Figure 3: The sound pressure level analyzed in third octaves (left) and as power spectrum (right) in comparison to thresholds of hearing at low [14] and regular [15] frequencies. As integral value for the periodic signal, the levels in the vicinity of the peaks (marked by dots) are summed, and the integral value is indicated with the corresponding dashed line. The raw data originate from Pilger and Ceranna [1].

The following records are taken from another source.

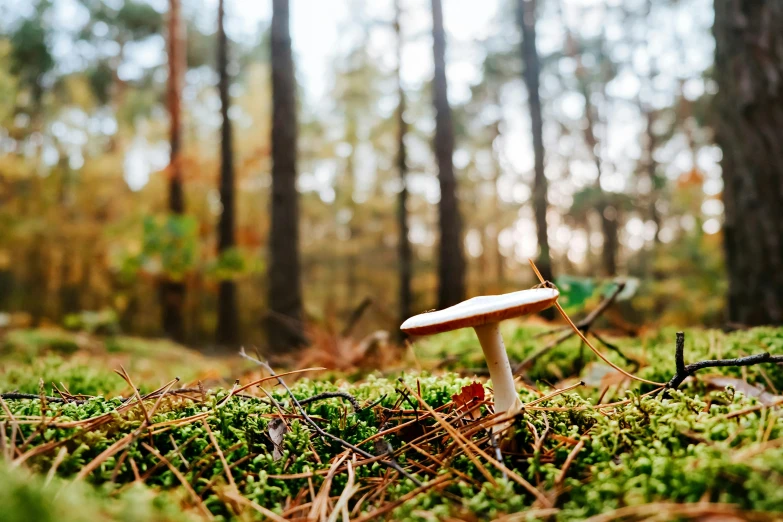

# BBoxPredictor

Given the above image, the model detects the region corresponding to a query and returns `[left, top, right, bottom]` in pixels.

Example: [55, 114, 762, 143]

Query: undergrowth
[0, 322, 783, 522]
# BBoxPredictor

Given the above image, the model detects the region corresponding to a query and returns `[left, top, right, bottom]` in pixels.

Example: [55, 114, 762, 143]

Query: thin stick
[223, 492, 286, 522]
[141, 442, 212, 520]
[528, 259, 665, 386]
[402, 382, 551, 507]
[44, 446, 68, 486]
[239, 348, 422, 486]
[555, 439, 585, 486]
[201, 419, 237, 490]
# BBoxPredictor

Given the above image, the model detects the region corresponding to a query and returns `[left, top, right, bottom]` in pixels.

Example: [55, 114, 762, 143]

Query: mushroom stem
[473, 323, 522, 424]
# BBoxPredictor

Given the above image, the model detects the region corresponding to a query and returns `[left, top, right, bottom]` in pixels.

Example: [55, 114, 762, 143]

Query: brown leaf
[451, 382, 485, 416]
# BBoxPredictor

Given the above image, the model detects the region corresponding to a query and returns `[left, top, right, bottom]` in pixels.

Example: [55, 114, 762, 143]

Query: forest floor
[0, 318, 783, 522]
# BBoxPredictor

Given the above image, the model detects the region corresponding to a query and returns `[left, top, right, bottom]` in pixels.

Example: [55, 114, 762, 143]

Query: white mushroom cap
[400, 288, 560, 335]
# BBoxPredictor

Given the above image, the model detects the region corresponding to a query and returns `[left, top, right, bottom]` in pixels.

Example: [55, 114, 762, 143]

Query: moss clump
[0, 329, 783, 521]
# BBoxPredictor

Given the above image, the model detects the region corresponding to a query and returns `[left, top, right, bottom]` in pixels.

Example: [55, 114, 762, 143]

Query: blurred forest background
[0, 0, 783, 349]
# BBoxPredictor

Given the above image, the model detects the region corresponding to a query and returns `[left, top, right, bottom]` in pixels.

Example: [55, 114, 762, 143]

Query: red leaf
[451, 382, 484, 409]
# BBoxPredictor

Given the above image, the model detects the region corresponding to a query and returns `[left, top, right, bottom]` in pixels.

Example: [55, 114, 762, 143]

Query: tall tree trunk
[713, 0, 783, 325]
[160, 0, 185, 342]
[558, 1, 620, 276]
[215, 0, 239, 346]
[640, 0, 660, 247]
[267, 0, 306, 351]
[394, 0, 413, 330]
[492, 120, 506, 292]
[432, 0, 465, 308]
[517, 0, 554, 286]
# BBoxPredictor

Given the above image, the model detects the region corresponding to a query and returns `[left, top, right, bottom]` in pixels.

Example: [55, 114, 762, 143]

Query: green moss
[0, 328, 783, 521]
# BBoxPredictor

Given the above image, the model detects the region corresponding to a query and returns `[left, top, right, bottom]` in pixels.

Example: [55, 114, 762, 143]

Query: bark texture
[517, 0, 554, 284]
[159, 0, 186, 342]
[713, 0, 783, 325]
[215, 0, 239, 347]
[394, 0, 413, 323]
[267, 0, 305, 351]
[432, 0, 465, 308]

Additionally, we have reanalyzed the data at the neighboring stations using our approach and identified a similar decay with distance for the high wind conditions as in the work by Pilger and Ceranna [1]. This is in line with a constant offset independent of the measured signal. Furthermore, it should be mentioned that the investigated wind turbine Vestas V47 has two electrical generators. One with 200 kW electrical power, which operates if the turbine runs at 20 rpm. In the mode with 26 rpm, a generator with 660 kW electrical power is in use. In the work by Pilger and Ceranna [1] only a value of 200 kW is reported. We suspect that the extrapolated values for higher electrical power in their figures 7 and 8 should be divided by the factor 3.3, which corresponds to subtracting 5.2 dB as an additional correction. To sum up, the infrasound levels due to the blade-tower interaction generated by a wind turbine in the publication by Pilger and Ceranna [1] have to be corrected to be interpreted as sound pressure level.
Also, the electrical power of the wind turbine should be corrected for the high wind case to 660 kW. We provide a reanalysis of the measured data with a power spectrum showing levels for the low-frequency signal of the wind turbine 34 dB below the original work. All measured levels at a distance of 200 m from the wind turbine’s infrasound signal are well below the hearing threshold.